There’s a good chance I might be the most jaded sometimes-musical-theater- choreographer in the world. While most of my time is spent exploring the depths of experimental concert dance forms, I regularly take on conventional theater jobs where I spend a few months at a time eschewing ‘jazz hands’ —outside of Fosse, god of brilliant physical weirdness— and kicklines.
(Let's pause here for a moment to say that I love all types of theater and the gigs that I get, this is mostly me not understanding the mass appeal and cultural adoption of things like "sparkle fingers"...)
Earlier this fall I was offered a ticket to a Sondheim musical and somewhere in the midst of the second act the actors geared up for, yes, a kickline, and the gentleman sitting behind me responded with a loud gasp and an immediate burst of applause in advance; not a leg had extended before he was so moved. Instead of my usual dose of snark I tried to watch with an open mind. Nine adults stood shoulder to shoulder, put their arms around each other’s backs, and kicked their legs to ninety degrees. Sure, it was fairly in sync, but honestly it wasn’t a feat that required loads of athleticism or skill, and yet by the time they had finished sixteen kicks the majority of the audience was vigorously applauding the event. Perhaps they didn’t realize that they could all be taught to do the same in less than ten minutes. (Disclaimer: Maybe not with beautifully pointed feet and straight legs, but the mechanics would be be there...)
What on earth is it about a kickline that can cause such a Pavlovian response in audience members? Is it just an extreme form of unison dancing? And then going one step further, what is about unison dancing that audiences can’t get enough of? It seems the average human is quite excited by multiple performers doing the exact same thing at the same time. I'm thinking back to one of the contemporary dance concerts I saw this fall, in addition to the musical, and as I eavesdropped on my fellow audience members I heard many compliments and comments about ‘how together’ the group was. The dancers demonstrated impressive, almost atypical physicality, and yet the audience primarily noticed that they performed in sync with one another.

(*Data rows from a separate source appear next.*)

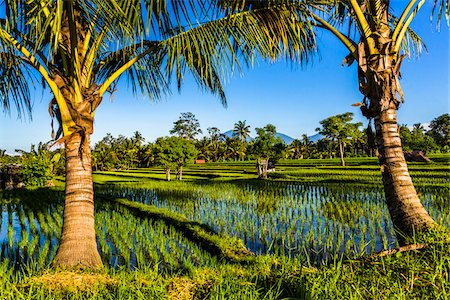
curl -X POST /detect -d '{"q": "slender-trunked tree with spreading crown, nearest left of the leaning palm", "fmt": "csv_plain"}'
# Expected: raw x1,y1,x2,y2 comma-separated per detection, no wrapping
316,112,362,166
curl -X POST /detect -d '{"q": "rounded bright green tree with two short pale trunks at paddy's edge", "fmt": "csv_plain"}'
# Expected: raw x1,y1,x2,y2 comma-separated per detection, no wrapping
153,136,197,181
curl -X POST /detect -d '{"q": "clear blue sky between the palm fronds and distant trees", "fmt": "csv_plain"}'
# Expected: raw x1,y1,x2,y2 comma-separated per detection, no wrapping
0,4,450,153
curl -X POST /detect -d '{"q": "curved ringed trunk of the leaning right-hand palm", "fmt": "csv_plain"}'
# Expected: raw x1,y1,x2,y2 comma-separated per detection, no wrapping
375,104,436,241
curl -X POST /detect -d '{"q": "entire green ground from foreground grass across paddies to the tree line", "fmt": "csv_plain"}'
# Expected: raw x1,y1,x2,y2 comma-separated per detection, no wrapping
0,155,450,299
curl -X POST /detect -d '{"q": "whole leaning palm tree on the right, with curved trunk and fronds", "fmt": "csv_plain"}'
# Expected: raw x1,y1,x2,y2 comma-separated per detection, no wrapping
234,0,450,236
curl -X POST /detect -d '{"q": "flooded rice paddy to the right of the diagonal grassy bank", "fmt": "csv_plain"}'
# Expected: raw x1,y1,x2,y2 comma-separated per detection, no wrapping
99,181,450,265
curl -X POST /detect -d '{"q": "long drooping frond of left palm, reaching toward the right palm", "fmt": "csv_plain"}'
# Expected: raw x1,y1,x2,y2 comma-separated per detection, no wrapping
161,2,316,102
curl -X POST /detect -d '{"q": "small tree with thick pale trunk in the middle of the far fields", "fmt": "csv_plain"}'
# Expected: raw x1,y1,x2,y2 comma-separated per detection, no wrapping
252,124,286,179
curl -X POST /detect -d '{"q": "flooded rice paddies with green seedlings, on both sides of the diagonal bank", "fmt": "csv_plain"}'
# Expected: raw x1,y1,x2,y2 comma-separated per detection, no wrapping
0,181,450,271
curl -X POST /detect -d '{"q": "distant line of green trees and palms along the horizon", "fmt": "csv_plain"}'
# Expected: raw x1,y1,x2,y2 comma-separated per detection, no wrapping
0,112,450,186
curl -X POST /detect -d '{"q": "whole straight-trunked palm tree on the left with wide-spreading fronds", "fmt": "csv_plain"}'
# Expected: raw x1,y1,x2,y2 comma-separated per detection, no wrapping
0,0,315,268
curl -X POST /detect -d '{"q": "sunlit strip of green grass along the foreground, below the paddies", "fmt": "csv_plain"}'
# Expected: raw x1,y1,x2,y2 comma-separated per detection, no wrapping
0,234,450,300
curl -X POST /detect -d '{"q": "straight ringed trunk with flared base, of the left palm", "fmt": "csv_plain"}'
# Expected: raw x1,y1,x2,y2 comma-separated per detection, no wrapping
53,133,102,268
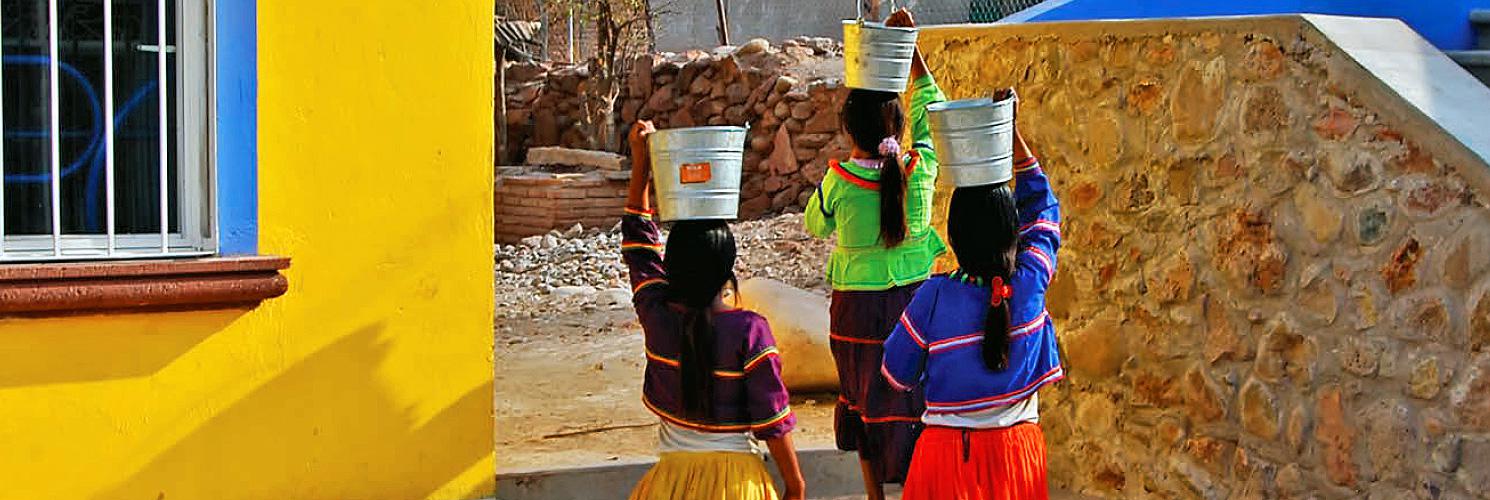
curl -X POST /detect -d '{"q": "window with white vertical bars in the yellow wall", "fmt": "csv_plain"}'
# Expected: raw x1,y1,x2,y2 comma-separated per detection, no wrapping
0,0,216,260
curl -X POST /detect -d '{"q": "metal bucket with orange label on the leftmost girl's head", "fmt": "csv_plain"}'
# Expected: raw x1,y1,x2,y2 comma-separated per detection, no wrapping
648,126,746,220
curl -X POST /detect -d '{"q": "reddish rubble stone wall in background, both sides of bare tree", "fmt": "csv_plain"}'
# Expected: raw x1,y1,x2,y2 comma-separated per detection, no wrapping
505,39,851,219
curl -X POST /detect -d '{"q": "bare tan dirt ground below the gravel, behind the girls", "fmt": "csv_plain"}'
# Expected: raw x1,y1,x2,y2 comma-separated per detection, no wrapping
496,302,833,470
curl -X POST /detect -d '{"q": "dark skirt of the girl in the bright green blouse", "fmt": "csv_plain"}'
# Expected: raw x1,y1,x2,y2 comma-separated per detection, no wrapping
828,283,925,482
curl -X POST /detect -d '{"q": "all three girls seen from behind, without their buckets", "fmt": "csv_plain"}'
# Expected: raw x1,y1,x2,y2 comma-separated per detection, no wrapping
621,10,1064,500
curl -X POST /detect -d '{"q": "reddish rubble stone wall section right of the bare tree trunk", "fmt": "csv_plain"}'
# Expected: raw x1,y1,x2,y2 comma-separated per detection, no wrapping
621,39,851,219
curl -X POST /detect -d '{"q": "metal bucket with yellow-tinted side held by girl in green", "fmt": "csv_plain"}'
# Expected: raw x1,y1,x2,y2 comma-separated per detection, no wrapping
843,19,916,92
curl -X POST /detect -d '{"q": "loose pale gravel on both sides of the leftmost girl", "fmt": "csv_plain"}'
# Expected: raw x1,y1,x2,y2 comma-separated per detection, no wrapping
495,214,833,318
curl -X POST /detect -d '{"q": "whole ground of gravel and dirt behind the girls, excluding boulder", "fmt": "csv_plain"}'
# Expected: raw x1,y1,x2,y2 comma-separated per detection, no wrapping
495,216,836,472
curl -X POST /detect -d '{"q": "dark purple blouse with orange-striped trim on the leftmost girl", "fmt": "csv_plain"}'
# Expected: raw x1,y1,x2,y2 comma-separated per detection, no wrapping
621,210,797,439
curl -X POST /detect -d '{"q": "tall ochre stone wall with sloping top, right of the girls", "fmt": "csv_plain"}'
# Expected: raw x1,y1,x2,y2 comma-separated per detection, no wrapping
922,18,1490,499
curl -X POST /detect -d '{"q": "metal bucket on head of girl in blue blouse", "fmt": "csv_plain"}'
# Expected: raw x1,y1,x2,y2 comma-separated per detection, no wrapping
927,97,1016,188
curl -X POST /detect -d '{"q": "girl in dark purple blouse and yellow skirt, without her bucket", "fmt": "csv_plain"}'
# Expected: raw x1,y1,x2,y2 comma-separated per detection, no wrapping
621,122,805,500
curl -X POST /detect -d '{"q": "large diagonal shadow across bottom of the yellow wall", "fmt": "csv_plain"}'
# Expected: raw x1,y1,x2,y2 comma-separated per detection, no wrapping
97,324,492,499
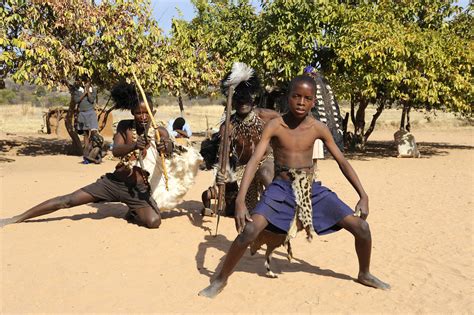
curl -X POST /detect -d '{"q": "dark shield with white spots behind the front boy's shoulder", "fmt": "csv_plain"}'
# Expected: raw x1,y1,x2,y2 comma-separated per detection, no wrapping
311,73,344,151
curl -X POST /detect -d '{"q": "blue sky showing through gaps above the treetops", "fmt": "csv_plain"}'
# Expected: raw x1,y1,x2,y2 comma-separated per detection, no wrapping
151,0,469,34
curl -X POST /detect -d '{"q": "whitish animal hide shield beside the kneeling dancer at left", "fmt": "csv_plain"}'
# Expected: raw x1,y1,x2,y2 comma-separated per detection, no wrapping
143,143,203,211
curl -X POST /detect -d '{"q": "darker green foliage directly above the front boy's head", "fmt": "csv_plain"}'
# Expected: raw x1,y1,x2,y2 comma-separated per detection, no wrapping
251,0,322,87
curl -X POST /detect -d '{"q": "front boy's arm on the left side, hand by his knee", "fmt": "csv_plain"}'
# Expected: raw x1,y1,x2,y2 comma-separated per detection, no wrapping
235,121,276,233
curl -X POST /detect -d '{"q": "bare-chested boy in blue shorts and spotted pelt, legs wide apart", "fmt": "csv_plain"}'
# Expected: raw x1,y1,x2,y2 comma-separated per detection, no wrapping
199,75,390,298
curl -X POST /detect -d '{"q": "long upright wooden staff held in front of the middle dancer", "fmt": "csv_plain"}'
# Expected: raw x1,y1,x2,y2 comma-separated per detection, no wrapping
215,85,234,236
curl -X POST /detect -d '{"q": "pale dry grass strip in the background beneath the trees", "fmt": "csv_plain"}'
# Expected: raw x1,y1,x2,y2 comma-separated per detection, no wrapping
0,103,472,133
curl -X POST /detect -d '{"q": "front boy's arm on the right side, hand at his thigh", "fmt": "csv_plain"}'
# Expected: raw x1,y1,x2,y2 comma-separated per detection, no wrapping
319,125,369,220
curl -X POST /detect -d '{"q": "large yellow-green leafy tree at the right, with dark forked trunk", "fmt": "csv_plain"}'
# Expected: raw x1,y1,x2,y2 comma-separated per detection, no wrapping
316,1,472,150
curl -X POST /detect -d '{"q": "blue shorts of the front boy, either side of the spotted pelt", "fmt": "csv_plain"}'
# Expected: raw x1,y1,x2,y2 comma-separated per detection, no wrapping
252,179,354,235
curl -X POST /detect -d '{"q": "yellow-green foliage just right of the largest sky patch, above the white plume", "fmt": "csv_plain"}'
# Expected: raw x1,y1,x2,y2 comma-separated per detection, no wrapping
164,0,255,111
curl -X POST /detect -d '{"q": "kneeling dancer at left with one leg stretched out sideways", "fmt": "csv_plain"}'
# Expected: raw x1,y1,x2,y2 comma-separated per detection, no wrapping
0,83,172,228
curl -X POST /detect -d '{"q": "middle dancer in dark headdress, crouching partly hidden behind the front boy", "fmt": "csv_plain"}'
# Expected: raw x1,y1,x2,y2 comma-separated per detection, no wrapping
201,63,280,216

Simultaneously the least and most important research to embark on, I felt the need to find the impetus behind movement performed in unison on the contemporary stage. In the military and in marching bands, two examples of groups that utilize perfect synchronization, movement is for function and display, the body a carrier for moving across space in proximity to other bodies. In many global and social forms dances are performed in sync as a cultural tradition, everyone dances to experience the sensation of movement and for the sake of community ritual, but here there is also room for personal expression through movement. Moving to performative venues, the Rockettes and professional dance teams utilize precision unison, and I feel that the point in these forms is an amount of shock value that intrigues audiences through excess. Where my search has turned cold is why audiences that purposefully attend concert dance and theater still find some excitement with unison movement when it is likely that there is so much more meaning and infinite individual movement possibility. Why do we stop at the hypothetical kickline among transformations, relationships, physicality, and deep thought? Despite a couple hours on the internet searching for answers I’ve run dry of proven information and am left with a handful of my own guesses.